After the Constitutional Court decided not to accept the PN’s petitions to reopen the counting process on the 8th and the 13th electoral districts it is clear that the Labour Party has elected 39 members of Parliament to the Nationalist Party’s 26. This result has triggered a constitutional mechanism which ensures that the parliamentary seats assigned to candidates contesting the general elections on behalf of the PN correspond to the percentage of votes it obtained at a national level. This is a mechanism which restores proportionality and ensures that the proportion of parliamentary seats assigned to the PN and the PL corresponds to the votes which they obtained at first count stage. The Nationalist Party has been allocated four Parliamentary seats as a result of this constitutional mechanism bringing the total of its Parliamentary seats to 30.
This process of restoring proportionality is discriminatory as it has been applied to the Nationalist Party but at the same time it has ignored the 5506 votes which were obtained by Green candidates at first count stage.
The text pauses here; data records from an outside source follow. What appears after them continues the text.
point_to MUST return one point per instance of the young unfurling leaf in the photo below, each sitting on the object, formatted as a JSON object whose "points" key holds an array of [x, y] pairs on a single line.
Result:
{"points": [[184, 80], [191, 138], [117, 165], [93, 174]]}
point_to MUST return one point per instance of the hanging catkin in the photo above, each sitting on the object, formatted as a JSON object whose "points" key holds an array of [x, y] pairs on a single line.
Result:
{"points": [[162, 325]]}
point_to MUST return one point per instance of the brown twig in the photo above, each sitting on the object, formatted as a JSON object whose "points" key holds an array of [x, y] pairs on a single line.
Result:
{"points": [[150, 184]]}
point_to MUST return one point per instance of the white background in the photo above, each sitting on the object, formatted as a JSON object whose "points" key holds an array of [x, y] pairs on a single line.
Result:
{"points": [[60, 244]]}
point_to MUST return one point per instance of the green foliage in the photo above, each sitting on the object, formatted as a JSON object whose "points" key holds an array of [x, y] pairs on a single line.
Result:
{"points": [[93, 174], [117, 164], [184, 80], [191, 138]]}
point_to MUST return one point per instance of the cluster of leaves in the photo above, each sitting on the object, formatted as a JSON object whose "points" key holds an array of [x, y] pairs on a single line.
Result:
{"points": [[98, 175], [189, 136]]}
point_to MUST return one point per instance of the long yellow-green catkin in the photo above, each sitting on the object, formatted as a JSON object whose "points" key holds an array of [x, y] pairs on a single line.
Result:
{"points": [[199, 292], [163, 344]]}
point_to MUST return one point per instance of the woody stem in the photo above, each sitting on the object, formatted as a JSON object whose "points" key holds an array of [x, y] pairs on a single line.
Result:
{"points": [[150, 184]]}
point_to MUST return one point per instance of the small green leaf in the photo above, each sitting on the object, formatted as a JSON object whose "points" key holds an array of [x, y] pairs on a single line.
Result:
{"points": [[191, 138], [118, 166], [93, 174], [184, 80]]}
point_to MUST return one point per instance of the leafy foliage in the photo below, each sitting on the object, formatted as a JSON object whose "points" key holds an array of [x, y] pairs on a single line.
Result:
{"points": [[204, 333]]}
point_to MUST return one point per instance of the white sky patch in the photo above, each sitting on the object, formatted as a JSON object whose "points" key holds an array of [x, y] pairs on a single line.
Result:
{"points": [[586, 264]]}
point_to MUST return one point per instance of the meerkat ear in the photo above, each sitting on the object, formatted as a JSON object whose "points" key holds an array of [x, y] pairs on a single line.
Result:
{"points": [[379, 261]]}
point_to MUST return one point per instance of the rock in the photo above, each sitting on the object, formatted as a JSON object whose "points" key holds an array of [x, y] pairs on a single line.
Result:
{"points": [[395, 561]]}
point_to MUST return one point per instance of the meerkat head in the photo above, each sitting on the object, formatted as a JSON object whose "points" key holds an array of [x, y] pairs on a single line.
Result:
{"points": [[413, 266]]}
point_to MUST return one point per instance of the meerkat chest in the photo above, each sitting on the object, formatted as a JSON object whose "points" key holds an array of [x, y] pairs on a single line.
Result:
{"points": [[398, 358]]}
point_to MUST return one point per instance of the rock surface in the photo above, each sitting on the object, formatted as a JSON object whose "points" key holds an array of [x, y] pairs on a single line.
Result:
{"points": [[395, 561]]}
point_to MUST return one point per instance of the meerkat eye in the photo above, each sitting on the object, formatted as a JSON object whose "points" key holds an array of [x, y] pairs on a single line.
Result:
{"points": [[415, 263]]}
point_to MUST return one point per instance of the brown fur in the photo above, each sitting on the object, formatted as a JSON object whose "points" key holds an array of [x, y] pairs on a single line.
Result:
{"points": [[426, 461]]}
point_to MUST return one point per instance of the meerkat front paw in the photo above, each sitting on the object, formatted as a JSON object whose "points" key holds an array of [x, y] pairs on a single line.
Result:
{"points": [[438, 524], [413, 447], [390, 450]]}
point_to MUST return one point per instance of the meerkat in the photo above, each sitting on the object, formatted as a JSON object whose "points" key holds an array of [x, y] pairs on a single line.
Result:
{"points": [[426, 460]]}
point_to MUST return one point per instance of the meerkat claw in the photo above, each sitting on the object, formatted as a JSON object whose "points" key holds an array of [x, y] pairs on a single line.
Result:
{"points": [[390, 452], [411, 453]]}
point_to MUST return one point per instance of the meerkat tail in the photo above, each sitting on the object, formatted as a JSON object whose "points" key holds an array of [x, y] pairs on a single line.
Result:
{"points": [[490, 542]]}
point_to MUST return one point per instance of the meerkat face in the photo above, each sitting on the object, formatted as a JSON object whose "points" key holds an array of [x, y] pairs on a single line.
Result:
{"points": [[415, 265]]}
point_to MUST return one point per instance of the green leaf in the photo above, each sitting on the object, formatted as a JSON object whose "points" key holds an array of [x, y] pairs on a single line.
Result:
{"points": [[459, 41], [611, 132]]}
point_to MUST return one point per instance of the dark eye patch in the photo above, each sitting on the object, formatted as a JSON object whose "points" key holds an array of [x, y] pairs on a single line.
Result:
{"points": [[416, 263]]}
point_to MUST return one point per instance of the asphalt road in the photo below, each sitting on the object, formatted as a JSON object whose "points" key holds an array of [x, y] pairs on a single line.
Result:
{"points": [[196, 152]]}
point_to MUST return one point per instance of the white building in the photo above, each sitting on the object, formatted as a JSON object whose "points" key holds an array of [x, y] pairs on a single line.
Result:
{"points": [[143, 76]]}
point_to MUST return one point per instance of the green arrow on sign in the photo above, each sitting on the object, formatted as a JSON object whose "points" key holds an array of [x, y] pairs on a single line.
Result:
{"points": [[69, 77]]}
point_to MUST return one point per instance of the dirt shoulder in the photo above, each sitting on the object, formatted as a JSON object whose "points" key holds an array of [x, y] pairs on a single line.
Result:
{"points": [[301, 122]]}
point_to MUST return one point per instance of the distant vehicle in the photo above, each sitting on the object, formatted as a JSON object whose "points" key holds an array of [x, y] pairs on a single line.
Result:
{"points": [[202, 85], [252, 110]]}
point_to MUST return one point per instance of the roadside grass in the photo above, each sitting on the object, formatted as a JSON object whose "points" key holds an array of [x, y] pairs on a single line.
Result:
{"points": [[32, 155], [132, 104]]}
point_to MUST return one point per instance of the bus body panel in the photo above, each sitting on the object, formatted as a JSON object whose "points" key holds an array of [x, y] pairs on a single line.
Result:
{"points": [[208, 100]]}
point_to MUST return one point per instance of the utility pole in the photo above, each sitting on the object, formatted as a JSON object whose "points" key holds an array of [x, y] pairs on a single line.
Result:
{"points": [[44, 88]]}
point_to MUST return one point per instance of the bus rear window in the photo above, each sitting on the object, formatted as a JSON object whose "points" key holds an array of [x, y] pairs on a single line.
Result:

Using the same criteria which have been applied to the Nationalist Party the Greens should have been allocated one Parliamentary seat on the basis of the total number of votes polled. This would be in addition to the Parliamentary seats already allocated.
Both the PN and the PL speak of their being tolerant of the views of others yet when push comes to shove they have ensured that the electoral system squeezes out all possible alternatives to a two party Parliament. Every voter has the right to be represented, yet 5,500 voters are being deprived of this right.
The Maltese Parliament is known as the House of Representatives. Its 69 members represent 98.2% of the electorate. The other 1.8% are represented by Alternattiva Demokratika-The Green Party which through the application of a discriminatory electoral law is being obstructed from taking up its Parliamentary seat.